We were entertained at tea today by wondering about the premium grade ham we had procured from Mr S. The packet informed us that the ham had been formed from leg meat of pig, cooked and cured. Or perhaps cured then cooked. So the question was, what is the maximum number of pigs involved in any one packet of ham? Is this number a KPI for their meat packers? Is ham from Mr S. a blended product like tea or flour, where the ham you are eating might come from an indetirminate number of pigs from an indetirminate number of countries? There are food products which confess to being the product of more than one country but I cannot bring an example to mind.
But what does come to mind is that the continentals are, or at least were, more honest about this sort of thing. If you buy ham in Spain, you see the stuff being taken off what is definately the leg of a pig. There might even be a trotter, just to be really sure about it. More complicated products, like ham formed from leg meat, are sold as sausage. There is also the point that their ham might be cured but not cooked.

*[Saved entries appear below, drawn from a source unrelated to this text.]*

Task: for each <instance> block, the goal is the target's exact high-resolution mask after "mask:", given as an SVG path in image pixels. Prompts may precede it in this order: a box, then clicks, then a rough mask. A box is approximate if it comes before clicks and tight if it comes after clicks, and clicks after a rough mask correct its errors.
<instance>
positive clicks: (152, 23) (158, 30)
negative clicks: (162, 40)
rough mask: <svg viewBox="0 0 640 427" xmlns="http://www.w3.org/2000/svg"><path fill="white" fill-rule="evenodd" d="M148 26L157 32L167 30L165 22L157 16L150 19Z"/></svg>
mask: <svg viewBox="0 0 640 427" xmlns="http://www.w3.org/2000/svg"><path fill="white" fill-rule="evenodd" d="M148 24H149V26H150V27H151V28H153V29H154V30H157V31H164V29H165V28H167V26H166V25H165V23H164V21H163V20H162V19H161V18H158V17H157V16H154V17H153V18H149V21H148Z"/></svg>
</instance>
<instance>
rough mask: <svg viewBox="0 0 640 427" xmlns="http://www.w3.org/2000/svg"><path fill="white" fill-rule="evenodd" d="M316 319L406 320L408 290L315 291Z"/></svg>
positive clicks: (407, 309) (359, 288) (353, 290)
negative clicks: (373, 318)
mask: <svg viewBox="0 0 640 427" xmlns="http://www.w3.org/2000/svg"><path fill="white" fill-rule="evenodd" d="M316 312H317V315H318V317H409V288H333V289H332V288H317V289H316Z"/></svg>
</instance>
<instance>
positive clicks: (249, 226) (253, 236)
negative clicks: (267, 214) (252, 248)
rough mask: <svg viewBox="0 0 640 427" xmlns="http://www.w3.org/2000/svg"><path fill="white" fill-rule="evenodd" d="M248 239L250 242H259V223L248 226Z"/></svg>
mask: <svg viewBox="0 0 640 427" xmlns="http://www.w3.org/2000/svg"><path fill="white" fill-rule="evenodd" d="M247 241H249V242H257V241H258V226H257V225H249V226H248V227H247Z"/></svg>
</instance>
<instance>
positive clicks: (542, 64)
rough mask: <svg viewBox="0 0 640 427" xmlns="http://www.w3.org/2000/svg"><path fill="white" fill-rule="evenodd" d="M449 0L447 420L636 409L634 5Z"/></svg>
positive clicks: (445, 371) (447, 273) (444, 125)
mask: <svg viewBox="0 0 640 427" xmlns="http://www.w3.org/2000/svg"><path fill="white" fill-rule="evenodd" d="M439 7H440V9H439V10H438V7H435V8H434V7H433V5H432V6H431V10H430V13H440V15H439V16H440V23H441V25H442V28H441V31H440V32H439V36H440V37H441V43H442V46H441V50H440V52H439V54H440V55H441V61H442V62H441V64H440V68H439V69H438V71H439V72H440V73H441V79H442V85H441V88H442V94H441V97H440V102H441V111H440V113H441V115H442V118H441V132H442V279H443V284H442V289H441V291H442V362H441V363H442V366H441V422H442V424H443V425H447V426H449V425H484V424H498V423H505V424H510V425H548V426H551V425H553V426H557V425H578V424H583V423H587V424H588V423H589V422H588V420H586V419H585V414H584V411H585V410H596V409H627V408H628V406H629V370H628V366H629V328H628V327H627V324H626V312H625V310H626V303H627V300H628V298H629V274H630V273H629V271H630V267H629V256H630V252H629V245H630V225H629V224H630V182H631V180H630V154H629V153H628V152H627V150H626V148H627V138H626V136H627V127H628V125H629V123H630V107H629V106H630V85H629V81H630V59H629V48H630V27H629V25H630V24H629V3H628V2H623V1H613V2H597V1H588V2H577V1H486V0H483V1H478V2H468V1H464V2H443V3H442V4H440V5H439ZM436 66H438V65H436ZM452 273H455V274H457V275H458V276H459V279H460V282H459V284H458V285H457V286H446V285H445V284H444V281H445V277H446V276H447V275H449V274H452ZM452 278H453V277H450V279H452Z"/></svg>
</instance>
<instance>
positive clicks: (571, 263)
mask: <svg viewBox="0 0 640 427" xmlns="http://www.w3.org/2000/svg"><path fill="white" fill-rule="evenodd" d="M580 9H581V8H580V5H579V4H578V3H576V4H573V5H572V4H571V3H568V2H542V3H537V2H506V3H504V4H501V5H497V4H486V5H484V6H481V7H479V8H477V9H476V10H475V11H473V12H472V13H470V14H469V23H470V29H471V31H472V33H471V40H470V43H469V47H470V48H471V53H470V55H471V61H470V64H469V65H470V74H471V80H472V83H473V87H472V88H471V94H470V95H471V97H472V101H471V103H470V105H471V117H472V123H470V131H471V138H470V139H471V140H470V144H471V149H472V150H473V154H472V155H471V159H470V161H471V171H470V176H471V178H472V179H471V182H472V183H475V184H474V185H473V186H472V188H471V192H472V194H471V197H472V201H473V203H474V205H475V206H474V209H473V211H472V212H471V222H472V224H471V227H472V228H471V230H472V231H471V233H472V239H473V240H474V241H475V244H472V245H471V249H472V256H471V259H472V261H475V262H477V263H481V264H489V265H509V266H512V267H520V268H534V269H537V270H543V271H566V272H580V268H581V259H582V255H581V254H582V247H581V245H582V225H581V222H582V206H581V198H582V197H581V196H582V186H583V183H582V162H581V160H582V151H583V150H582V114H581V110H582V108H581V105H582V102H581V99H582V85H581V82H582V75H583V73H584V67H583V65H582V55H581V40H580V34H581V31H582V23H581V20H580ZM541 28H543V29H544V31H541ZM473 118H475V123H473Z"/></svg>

And then there was the engaging recipe taken from one of the free newspapers that litter our trains and streets, described as hearty Swedish meatballs. Take 60g of breadcrumbs and 120ml of double cream. 60g of butter and one onion, chopped. 200g of beef and 200g of lamb, both minced. Bits, bobs, e-numbers and the like. Then another 200ml of double cream just to be on the safe side. The result we are advised is enough to feed four. Perhaps it all sounds much heavier when it is done in grams as I do remember actually eating something which must have been built on the same lines in a workmen's cafe I came across once in California, with the addition of cheese somewhere along the line and served in something the shape, if not the texture and taste, of a baguette. Seemed OK at the time, and made up for the disappointment of having worked out that the South Park I had just walked around - a thin green park surrounded on three sides by houses - was not the South Park then famous on television for adolescents.
Today's factoid is laddered. That is to say I have just discovered that scaffolders now go in for a special sort of ladder. Very tall and rather wide, with thin treads and thin sides, these last being pink or yellow. Have tried to find the proper word for the sides of a ladder; one would think there would be one, but all Mr G. can come up with is a US patent which talks about steps and struts. Not impressed by struts. But presumably the point of the ladders is that they are very light; much lighter than the wooden things which used to be the norm in the days when I used to climb up such things. Would probably chicken out with vertigo if I tried it now.
But then Mr G. is not all powerful. Today I received an advertisement from the BFI for an Iranian love story. A very arty film, based on a story much older than Romeo and Juliet. Mr G. in his wisdom saw fit to decorate the sides of the e-mail with advertisements for things Iranian, some of them in what I took to be Iranian script. In amongst these advertisements was an advertisement for cat food. Not clear what that was doing there at all. Would I be pleased if I was the Mr Cat-Food who had paid to be advertised to discerning potential customers with an interest in cats? And to be fair to Mr G., the decoration on the side of my email was text in form. No pictures, little colour and no loud fonts. Maybe this will gradually change over the years as the company matures and becomes more interested in revenue stream than was perhaps the case when the founding fathers set out.